Rin's voice cut through the dusty air, low and lazy. His eyes opened—sharp, dark, dangerous. Sol froze, just for a second.
He hated the way Rin looked at him. Like he could see straight through his rules and order and perfect grades.
“I said,” Rin repeated, “do you ever shut up?”
Sol’s jaw tightened. “Get to class, Wongsathorn. Or I’m reporting you—again.”
A faint, mocking smile tugged at Rin’s lips. “Go ahead. Report me. Just don’t cry when you need someone like me later.”
Sol turned on his heel, muttering curses under his breath. “Useless thug.”
---
8:04 a.m.
The bell rang.
Students rose. Teachers began roll call. A normal day.
Until Room 3/5 on the third floor started screaming.
It began with one student coughing—hard, violent, doubled over on his desk. A thin trail of black mucus dripped from his nose, soaking into his uniform shirt. His classmates thought he was choking—until he snapped upright and sunk his teeth into the girl sitting next to him.
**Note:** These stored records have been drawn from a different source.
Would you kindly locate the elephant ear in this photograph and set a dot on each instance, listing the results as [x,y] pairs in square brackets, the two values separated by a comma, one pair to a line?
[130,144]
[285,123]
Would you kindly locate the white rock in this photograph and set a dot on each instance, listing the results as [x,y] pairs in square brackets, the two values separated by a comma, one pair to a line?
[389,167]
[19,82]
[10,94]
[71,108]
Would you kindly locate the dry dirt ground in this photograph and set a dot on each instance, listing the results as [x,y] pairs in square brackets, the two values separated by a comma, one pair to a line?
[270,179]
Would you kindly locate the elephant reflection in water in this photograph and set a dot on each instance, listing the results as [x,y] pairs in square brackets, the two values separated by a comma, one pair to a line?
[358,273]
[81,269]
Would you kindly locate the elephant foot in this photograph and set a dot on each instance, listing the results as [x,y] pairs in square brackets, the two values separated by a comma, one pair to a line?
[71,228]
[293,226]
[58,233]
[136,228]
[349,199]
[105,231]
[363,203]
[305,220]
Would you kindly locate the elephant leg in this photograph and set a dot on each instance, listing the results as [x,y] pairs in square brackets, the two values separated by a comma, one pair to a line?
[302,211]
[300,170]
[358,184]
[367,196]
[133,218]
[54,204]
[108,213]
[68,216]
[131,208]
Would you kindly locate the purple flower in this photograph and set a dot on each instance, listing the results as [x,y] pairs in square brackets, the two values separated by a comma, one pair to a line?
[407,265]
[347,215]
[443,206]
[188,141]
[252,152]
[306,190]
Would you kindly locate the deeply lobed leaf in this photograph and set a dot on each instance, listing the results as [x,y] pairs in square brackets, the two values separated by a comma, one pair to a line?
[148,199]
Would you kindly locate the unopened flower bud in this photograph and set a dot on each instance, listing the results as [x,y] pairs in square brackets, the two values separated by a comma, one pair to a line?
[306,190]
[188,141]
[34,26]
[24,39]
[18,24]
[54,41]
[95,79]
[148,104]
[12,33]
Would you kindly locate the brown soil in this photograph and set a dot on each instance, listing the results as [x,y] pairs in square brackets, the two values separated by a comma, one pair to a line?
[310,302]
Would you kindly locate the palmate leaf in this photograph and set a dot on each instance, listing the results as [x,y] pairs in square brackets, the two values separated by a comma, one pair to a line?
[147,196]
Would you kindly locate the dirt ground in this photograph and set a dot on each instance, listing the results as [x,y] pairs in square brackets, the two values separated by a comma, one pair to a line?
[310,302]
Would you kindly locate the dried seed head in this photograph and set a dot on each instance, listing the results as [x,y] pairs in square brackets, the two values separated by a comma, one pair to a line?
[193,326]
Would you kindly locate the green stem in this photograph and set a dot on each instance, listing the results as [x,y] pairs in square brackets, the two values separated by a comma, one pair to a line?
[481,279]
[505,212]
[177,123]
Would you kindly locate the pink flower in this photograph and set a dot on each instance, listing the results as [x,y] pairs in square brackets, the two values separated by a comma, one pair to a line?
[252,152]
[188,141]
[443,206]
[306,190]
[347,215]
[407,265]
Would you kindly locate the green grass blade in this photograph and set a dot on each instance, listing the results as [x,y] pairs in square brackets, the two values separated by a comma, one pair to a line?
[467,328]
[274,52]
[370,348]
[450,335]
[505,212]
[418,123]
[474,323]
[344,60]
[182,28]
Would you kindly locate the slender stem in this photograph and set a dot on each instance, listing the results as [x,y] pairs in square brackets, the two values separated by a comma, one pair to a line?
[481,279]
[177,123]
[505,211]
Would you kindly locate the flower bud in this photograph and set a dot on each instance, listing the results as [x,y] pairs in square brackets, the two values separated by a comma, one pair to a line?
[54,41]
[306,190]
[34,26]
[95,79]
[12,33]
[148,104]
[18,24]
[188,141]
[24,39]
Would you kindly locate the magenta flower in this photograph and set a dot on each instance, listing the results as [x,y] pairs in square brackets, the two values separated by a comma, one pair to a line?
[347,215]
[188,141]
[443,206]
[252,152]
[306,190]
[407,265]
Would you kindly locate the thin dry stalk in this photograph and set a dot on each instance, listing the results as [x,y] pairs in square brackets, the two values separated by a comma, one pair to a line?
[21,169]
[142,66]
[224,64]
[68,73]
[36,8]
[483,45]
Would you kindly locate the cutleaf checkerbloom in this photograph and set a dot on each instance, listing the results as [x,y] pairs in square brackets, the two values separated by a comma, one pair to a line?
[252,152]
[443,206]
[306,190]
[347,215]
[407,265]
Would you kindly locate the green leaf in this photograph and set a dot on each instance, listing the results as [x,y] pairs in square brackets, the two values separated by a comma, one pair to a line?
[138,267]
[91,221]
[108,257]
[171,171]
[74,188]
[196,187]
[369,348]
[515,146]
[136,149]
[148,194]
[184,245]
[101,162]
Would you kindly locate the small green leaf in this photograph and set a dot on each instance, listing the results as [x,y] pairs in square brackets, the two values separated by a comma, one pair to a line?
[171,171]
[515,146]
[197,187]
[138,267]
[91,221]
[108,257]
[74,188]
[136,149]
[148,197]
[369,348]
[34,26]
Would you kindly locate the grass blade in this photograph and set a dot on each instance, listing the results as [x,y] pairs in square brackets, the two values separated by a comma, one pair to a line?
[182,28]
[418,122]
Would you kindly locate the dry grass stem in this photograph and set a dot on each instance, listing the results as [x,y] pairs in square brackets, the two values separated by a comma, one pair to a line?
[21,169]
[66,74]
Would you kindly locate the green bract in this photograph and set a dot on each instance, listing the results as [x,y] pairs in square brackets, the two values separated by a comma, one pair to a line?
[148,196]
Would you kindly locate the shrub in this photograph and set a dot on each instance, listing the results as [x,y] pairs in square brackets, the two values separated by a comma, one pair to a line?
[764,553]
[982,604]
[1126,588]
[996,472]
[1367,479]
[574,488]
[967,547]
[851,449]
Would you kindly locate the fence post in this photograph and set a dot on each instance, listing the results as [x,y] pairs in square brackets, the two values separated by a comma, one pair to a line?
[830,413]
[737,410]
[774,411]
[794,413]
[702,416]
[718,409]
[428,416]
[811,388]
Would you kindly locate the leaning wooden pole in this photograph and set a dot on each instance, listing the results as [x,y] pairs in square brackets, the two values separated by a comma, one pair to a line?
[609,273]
Chaos erupted. Desks overturned. Screams split the air.
---
In Room 3/2, Jet Chanasorn was mid-joke, teasing Tae about the way he tied his shoes too tight, when someone slammed into the classroom door.
A student. Bloodied. Wide-eyed.
And behind him—more. Fast. Foaming. Screaming.
The teacher tried to close the door. A hand—pale and shaking—grabbed her wrist and bit. She dropped. Blood sprayed. The class scattered.
Jet grabbed Tae without thinking. “Run!”
---
On the first floor, Sol was finishing attendance when the intercom crackled to life with a scream—just a scream, raw and distant.
Then static.
Then silence.
Then more screams. Closer.
---
Rin heard it before anyone else.
He was still in that empty classroom. Still watching the sky through cracked windows. The screaming... it wasn't just fear. It was animalistic. Bloodthirsty.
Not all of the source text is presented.